When Anthropic engineers use Claude Code on public repos, this auto-activates:

Strips model codenames (Tengu, Capybara, etc.) from commits and PRs
Strips internal repo names and Slack references
External repos are default — only an internal allowlist turns it off
No force-off — safety guarantee that codenames never leak
Controlled via CLAUDE_CODE_UNDERCOVER=1 or auto-detection

Cost Tracking cost-tracker.ts

Token usage and costs are tracked per-session and persisted across resumes:

Input, output, cache read, cache write tokens tracked per model
API duration, tool duration, wall duration tracked
Lines of code changed tracked
FPS metrics (terminal rendering performance) optionally captured
Advisor tool usage tracked recursively
Persisted to project config on session switch, restored on resume

Limits & Constants

Limit	Value	Where
MEMORY.md max lines	200	`memdir.ts`
MEMORY.md max bytes	25,000	`memdir.ts`
Git status max chars	2,000	`context.ts`
Max concurrent tools	10	`toolOrchestration.ts`
Max output token recovery turns	3	`query.ts`
Max compact retries	2	`compact.ts`
Post-compact restored files	5	`compact.ts`
Post-compact token budget	50,000	`compact.ts`
Post-compact per file max	5,000 tokens	`compact.ts`
Speculation max turns	20	`speculation.ts`
Speculation max messages	100	`speculation.ts`
FileEditTool max file size	1 GiB	`FileEditTool.ts`
BashTool security rules	102 KB	`bashSecurity.ts`
Auto-background agent timeout	120 seconds	`AgentTool.tsx`
Bash classifier timeout	2 seconds	`useCanUseTool.tsx`

Trust Gate

All hooks require workspace trust in interactive mode.

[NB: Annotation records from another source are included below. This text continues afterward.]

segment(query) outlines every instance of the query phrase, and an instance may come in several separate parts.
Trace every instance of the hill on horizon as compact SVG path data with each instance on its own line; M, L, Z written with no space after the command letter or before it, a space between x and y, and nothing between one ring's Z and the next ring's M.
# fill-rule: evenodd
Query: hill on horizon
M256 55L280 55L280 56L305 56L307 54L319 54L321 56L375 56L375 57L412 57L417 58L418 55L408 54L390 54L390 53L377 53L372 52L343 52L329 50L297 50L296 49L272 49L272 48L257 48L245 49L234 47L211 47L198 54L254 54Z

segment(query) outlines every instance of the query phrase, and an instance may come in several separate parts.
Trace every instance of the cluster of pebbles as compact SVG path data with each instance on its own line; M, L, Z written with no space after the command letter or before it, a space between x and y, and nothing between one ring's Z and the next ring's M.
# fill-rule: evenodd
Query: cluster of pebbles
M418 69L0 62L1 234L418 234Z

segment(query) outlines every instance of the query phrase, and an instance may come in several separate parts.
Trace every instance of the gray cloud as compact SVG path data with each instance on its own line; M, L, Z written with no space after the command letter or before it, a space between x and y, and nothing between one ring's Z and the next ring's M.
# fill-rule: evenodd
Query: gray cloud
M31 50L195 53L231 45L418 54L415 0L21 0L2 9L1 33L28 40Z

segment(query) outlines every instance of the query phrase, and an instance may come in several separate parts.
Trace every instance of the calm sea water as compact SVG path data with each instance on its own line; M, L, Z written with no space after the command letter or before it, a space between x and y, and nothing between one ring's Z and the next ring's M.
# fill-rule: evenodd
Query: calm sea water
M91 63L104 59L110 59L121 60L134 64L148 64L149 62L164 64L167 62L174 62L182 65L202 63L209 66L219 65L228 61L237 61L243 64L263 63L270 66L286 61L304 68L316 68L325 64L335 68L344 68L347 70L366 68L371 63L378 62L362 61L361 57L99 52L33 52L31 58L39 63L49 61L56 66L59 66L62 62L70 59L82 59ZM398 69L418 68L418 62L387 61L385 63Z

This is a defense-in-depth measure:

function shouldSkipHookDueToTrust(): boolean {
  const isInteractive = !getIsNonInteractiveSession()
  if (!isInteractive) return false  // SDK mode: trust implicit
  const hasTrust = checkHasTrustDialogAccepted()
  return !hasTrust  // Interactive: all hooks require trust
}

This prevents a malicious .claude/settings.json in a cloned repo from executing arbitrary commands before the user accepts the trust dialog. Applied to ALL hook types with no exceptions.

Built from analysis of the Claude Code source snapshot (March 31, 2026). Source: instructkr/claude-code.